The term "local subroutine" in the question seems to be referring to lexical subroutines. These are private subroutines visible only within the scope (block) where they are defined, after the definition; just like private variables.

But they are defined (or pre-declared) with my or state, as my sub subname { ... }

Just writing a sub subname { ... } inside of another doesn't make it "local" (in any version of Perl), but it is compiled just as if it were written alongside that other subroutine and is placed in their package's symbol table (main:: for example).


The question mentions closure in the title and here is a comment on that

A closure in Perl is a structure in a program, normally a scalar variable, with a reference to a sub and which carries environment (variables) from its scope at its (runtime) creation. See also a perlfaq7 entry on it. Messy to explain. For example:

sub gen { 
    my $args = "@_"; 

    my $cr = sub { say "Closed over: $args, my args: @_" }
    return $cr;
}

my $f = gen( qw(args for gen) );

$f->("hi closed");
# Prints:
# Closed over: args for gen, my args: hi closed

The anonymous sub "closes over" the variables in scope where it's defined, in a sense that when its generating function returns its reference and goes out of scope those variables still live on, because of the existence of that reference. Since anonymous subs are created at runtime, every time its generating function is called and lexicals in it remade so is the anon sub, so it always has access to current values. Thus the returned reference to the anon-sub uses lexical data, which would otherwise be gone. A little piece of magic.

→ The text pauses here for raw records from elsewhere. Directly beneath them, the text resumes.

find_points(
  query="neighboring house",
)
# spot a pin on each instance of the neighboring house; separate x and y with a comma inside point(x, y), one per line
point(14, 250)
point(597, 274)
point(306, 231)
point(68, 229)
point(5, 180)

Back to the question of "local" subs. If we want to introduce actual closures to the question, we'd need to return a code reference from the outer subroutine, like

sub outer {
    my $x = 'x' . "@_";
    return sub { say "$x @_" }
}
my $f = outer("args");
$f->( qw(code ref) );   # prints:  xargs code ref

Or, per the main question, as introduced in v5.18.0 and stable from v5.26.0, we can use a named lexical (truly nested!) subroutine

sub outer {
    my $x = 'x' . "@_";
    
    my sub inner { say "$x @_" };

    return \&inner;
}

In both cases my $f = outer(...); has the code reference returned from outer which correctly uses the local lexical variables ($x), with their most current values.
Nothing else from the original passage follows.